Add then Psalm 8 (pdf of music here). And rather than the farewell discourse, (John 14-17), an endless source of material on the relationship between father, son and spirit, (which of course we have already read in the 50 days of Easter) the lessons of the Revised Common Lectionary are from the end of 2 Corinthians and the Great Commission from Matthew's gospel. These of course each contain a Trinitarian formula, 2 Corinthians 13:13, and Matthew 28:19. The lessons for this Sunday summarize in a few words what we have been pondering since Easter.
Jesus, the man, born of Mary, has a beginning. Psalm 8 speaks of a mortal whom God 'visits', of a child of humanity made lower than the angels, or made just less than God, and then crowned with honour and glory. This is an image of the resurrection and ascension of Jesus, who is appointed judge, as we have read in the past three weeks.
The Nicene creed uses these words of Jesus, begotten before all worlds. In this it recalls the Hebrew, olam, meaning era, or age, or world, to come or remembered. World in this case is not the multi-verse or the uni-verse with linear time but rather, one could say, that it sets God apart from material in motion. God is Spirit (as Jesus reminds the Samaritan woman). In our memory of multiple eras and multiple cultural worlds, in our anticipation and hope for a world to come, this begotten is in the face of - i.e. 'before' all those times and contexts.
Jesus, is also son of David, as in parallel, Adam is son of God. From the phrase, child of God, Jesus is rooted in humanity. This is a human being, one of us, not some imaginary pretense at our flesh and blood. The Anointed is truly come in the flesh. And the Anointing Spirit is truly come upon us and lives in us. This is God with us. This is the presence that we truly desire, the satisfaction for which all our desires were made, the food that satisfies. (No need for greed or the fear that gives rise to it).
Why did we need the choice of Israel of which David was the anointed king? The choice of Israel gives a specific context for our human condition. There has been no human government based on covenant mercy but there have been many examples of such mercy within this canonical history. Perhaps the best rationale for Israel is in the long Psalms: 78 and 89. Psalm 78 gives us multi-generational Israel, selecting down into Judah, as a parable for all of us. Psalm 89 clearly demonstrates in its structure the reality of covenant mercy yet the failure of the Davidic monarchy.
And why did we need this particular son of David named Jesus? Christendom has demonstrated in its first two millennia that it has failed in the same way Israel failed. And it has also succeeded in the same way Israel succeeded. It does try to care for the fatherless and widow. Many governments in this tradition have refused to abuse the guest or the afflicted among them.

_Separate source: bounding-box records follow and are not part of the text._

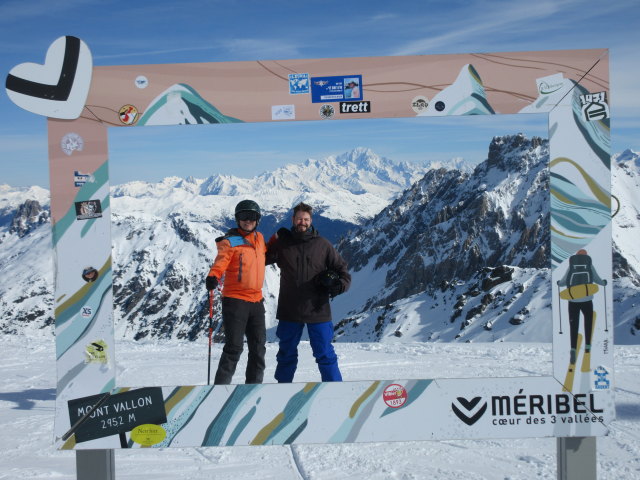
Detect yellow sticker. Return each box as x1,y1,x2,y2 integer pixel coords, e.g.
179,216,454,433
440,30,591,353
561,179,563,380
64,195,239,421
131,423,167,447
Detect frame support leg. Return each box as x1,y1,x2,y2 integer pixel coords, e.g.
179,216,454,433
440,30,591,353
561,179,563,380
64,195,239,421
556,437,598,480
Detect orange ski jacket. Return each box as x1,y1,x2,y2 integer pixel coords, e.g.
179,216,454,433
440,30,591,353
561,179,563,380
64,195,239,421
209,228,267,302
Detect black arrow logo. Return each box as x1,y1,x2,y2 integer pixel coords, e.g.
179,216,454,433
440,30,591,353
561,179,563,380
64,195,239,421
451,397,487,426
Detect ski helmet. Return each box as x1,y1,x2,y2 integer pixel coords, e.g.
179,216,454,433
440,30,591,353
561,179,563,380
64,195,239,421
235,200,262,223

So could we succeed more fully? We must be 'one' - unified rather than separated from each other. If it can be said that the three, father, son, and spirit, are one, as Christians believe, why is it that Christians are so fragmented? We have a responsibility to be one as God is one. And yet there are, as someone quipped, more denominations in Christendom than there are varieties of cheeses in France. Our unity has been compromised again and again by politics, economics, and the accompanying self-interest. (Remember the quail.) But it is not just the quail, it is also our understanding of holiness. Yet especially here we must have unity rather than division.
Unity is the essence of God as noted in Deuteronomy 6:4 - Hear O Israel, YHWH our God, YHWH is one. Notice how the Hebrew manuscripts use big and little letters in this verse: the last letter in the first and last words of this section are writ large.
שְׁמַ֖ע יִשְׂרָאֵ֑ל יְהוָ֥ה אֱלֹהֵ֖ינוּ יְהוָ֥ה ׀ אֶחָֽד׃
The words YHWH one are also in the apocalyptic passage Zechariah 14:9. This prophet looks to the end and promises a day when YHWH will be one. How strange. In this case the phrase includes the verb 'to be' and it is imperfect tense (a story-telling future, perhaps). Note that the KJV has one LORD, an impossible translation. The tetragrammeton, the four letters of the name of God, never takes an adjective as a qualifier. My Lord is fine, My LORD is again nonsense.
Time behaves strangely here, with us being called into what we see as future, but which is really a primal unity that was before all worlds?
I don't know which version of this essay (a trial indeed) will find its way to the blog while I am away on holiday.